Os alunos que receberam bolsas Pell, para estudantes de baixa renda, terão direito a mais US$ 10 mil em perdão de dívidas. À primeira vista, a medida poderá custar aos contribuintes cerca de US$ 300 bilhões ou mais em dinheiro efetivamente emprestado e que nunca será reembolsado. Mas o verdadeiro custo é mais difícil de calcular, e menor, porque era provável que grande parte dessa dívida não fosse paga. Mais de 8 milhões de pessoas —1 em cada 5 devedores— deixaram de saldar seus empréstimos antes da pandemia. Muitas tinham saldos pequenos e agora poderão ter as dívidas canceladas.
Legisladores democratas e grupos progressistas argumentaram que lidar com as disparidades raciais econômicas exigiria o perdão de US$ 50 mil, citando relatórios que mostram que negros tomadores de empréstimos acabam tendo saldos médios mais altos do que seus pares brancos.
O deputado Tony Cárdenas, que se reuniu com a Casa Branca para defender o cancelamento da dívida, disse que mesmo o alívio financeiro limitado pode ser o fator de dinamização necessário para o partido de Biden antes das eleições de novembro. "Muitos jovens vão poder dar um suspiro de alívio, vão poder comprar uma casa em breve. Eles podem fazer planos de começar uma família mais cedo."

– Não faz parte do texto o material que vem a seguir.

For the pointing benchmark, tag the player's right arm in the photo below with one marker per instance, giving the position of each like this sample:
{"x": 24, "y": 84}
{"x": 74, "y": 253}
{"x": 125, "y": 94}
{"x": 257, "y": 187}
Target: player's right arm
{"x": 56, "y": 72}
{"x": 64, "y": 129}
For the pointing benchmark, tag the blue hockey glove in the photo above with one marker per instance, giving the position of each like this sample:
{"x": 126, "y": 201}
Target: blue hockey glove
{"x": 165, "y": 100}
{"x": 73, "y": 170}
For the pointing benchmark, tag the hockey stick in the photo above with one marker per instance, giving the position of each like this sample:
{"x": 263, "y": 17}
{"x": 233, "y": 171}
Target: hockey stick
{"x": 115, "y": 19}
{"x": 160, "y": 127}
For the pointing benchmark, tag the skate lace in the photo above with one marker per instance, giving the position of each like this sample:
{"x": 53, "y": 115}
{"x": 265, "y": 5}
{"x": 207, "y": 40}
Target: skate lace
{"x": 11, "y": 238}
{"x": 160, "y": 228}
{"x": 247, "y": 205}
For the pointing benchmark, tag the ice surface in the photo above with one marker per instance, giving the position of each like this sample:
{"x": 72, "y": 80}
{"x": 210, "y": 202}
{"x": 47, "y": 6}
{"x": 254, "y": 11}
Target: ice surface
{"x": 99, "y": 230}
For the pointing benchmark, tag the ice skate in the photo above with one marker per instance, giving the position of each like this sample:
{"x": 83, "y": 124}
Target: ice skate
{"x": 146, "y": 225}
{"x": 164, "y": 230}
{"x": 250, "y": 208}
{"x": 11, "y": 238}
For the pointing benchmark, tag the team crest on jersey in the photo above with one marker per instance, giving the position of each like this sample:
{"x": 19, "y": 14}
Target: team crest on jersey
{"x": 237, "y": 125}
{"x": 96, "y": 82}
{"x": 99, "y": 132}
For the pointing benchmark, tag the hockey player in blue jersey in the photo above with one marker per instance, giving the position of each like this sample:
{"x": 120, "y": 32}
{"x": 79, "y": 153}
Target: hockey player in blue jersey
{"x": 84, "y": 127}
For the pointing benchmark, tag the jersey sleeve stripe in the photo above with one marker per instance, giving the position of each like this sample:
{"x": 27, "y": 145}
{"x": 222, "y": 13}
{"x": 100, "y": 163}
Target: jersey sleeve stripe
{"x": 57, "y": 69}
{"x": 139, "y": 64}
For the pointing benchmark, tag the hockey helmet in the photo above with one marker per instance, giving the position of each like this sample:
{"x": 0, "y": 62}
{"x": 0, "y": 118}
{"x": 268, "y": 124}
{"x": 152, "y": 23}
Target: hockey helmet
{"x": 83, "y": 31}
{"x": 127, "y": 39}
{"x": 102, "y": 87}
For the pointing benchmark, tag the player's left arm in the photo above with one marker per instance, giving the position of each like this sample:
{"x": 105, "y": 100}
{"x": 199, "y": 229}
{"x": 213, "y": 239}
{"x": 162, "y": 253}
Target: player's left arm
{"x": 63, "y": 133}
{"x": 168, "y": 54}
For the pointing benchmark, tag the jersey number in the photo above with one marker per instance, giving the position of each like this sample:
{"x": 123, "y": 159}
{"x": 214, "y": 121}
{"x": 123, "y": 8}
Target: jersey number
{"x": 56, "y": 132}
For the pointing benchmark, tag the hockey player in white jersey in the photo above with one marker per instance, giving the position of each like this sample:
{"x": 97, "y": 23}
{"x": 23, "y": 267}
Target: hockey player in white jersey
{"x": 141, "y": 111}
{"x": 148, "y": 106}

Ele e outros membros da bancada latina ajudaram a aumentar a pressão sobre Biden. Mas na Casa Branca os principais assessores discutiam ramificações políticas e econômicas da decisão. O presidente estaria preocupado que o projeto fosse visto como uma doação, o que seria uma afronta aos que pagaram suas mensalidades ou as de seus parentes. Alguns argumentavam que Biden não teria autoridade legal e deveria trabalhar com o Congresso em vez de usar um ato executivo.
A inflação crescente (Inflação nos EUA acelera para 9,1% em junho, maior nível em 40 anos) também complicou o processo. "No meio da esmagadora inflação de Biden, como o presidente poderia justificar uma doação de empréstimos estudantis que ignora os americanos mais prejudicados pela inflação?", questionou no mês passado o deputado republicano Kevin Brady.
Os conselheiros econômicos de Biden, no entanto, argumentaram que, ao retomar os pagamentos de empréstimos e combinar o perdão com limites de renda, isso teria um efeito desprezível no aumento dos preços ao consumidor. O chefe de gabinete Ron Klain ainda destacou que a ajuda poderia galvanizar jovens eleitores, cada vez mais frustrados com o presidente.
Contestações legais são esperadas, embora não esteja claro quem teria legitimidade para levar o caso ao tribunal. Um artigo recente na revista Virginia Law Review argumentou que a resposta pode ser ninguém: os estados, por exemplo, têm pouca influência na operação de um sistema federal de empréstimos.